Oh come ON. It’s completely obvious that that chick is out of her fucking gourd. She’s battier than batshit itself.
Wasn’t this actually an episode of Law & Order? The accused insisted he was the illegitimate son of JFK?
Colibri says pretty much what I came to post. To say to someone, “These are the dictionary definition of meaningless coincidence. I suggest you get some help” (Post #18) is not insulting. The reply to that, “I think it’s beyond help” (Post #21) is insulting.
To describe a person as being “mentally ill”, or as “having a mental illness” is not insulting. To comment on someone’s behavior with, “you need to take your meds” is insensitive and offensive. People with undiagnosed, misdiagnosed or untreated mental illnesses often live lives of hellish agony. Responding to them with sarcasm and mockery makes their pain much worse.
It’s a difficult call though isn’t it? In that train wreck, it was a zombie thread resurrected by a new member. Initially, none of us could have any idea if she was serious or not and so there was some banter. Then there were people discussing things between themselves which was not harmful.
Anyway, the bottom line is in a similar thread - if after ten or 20 posts and we think the poster is a bit strange are we supposed to report the thread and say to the Mods “I think this person has a problem?” That does seem subjective and a little junior moddish.
A “bit” strange?

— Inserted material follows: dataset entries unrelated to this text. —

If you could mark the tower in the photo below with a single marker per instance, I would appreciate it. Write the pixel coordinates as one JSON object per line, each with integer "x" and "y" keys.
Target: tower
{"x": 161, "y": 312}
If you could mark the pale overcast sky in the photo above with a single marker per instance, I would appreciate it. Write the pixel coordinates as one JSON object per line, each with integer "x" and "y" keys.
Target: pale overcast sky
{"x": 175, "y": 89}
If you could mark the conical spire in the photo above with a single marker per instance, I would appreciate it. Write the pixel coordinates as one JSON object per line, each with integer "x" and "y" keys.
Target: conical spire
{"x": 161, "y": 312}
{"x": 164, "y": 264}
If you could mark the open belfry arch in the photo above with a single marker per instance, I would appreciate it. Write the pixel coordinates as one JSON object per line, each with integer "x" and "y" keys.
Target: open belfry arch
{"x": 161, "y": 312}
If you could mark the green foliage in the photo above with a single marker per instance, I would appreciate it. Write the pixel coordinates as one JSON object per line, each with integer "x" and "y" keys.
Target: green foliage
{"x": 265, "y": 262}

Thinking you’re JFK’s love child is not being a “bit” strange - it’s squirrel food.
So no, it doesn’t seem lit a difficult call at all.
Regards,
Shodan
I think PlainJane is completely off base here.
If sannemoore truly is mentally ill, then closing the thread was the kindest thing to do vs. allowing her to continue using the message boards as a platform to advance her delusions.

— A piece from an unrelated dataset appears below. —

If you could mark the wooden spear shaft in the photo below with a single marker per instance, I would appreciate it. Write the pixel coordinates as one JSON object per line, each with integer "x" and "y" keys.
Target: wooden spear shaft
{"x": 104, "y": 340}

If she was faking mental illness in order to gain publicity for her sad little book, then it is she who should be chastised, not the posters who responded to her out of genuine concern.
Personally, I’m leaning toward the latter. Why? Her user name for one. “Sane no more” or “Say no more” is just too clever of a UserName. Secondly, if I believed that the government was targeting Kennedys, I wouldn’t seek to persuade people that I was a “person of interest.”
How about “people unable to distinguish between having a mistaken belief and being delusional are delusional”?
I am with the mob here. The poster in question was either quite seriously mentally ill or (less likely) a troll. Those who pointed out the symptoms of mental illness were not being insulting, they were doing their best (under the very limiting conditions of an anonymous message board) to give kindly help.
Schizophrenics aren’t mentally retarded. They are quite capable of wit and clever wordplay.
Yes, that would be a sane response. However that’s not how delusional people act. Surely you’ve seen a mentally ill homeless person standing on a corner with a placard denouncing his persecution at the hands of the CIA/Vatican/Jews or whatever. (Although I see this less often then I did in the 80s. I wonder if that’s because they’re online now?) Those people are also drawing attention from their powerful persecutors.
Her name is Shirley Anne Moore, or S. Anne Moore.
Anyway, she stated that Jackie O. left the hospital so she could die on some date important to Ms. Moore, even though the doctors could have kept her alive. That’s really beyond any sort of trutherism if you ask me.
This is all true. Much of PlainJain’s OP is also true, and without the given example I’d have agreed.
But some people accused of mental illness really are broken. In general we should err on the side of assuming sanity, and just deal with particular assertions case by case, and refrain from imputing mental illness to people just because we think they’re wrong. Yes. But some people, sadly, are gone. Denying that as a possibility is not a kindness.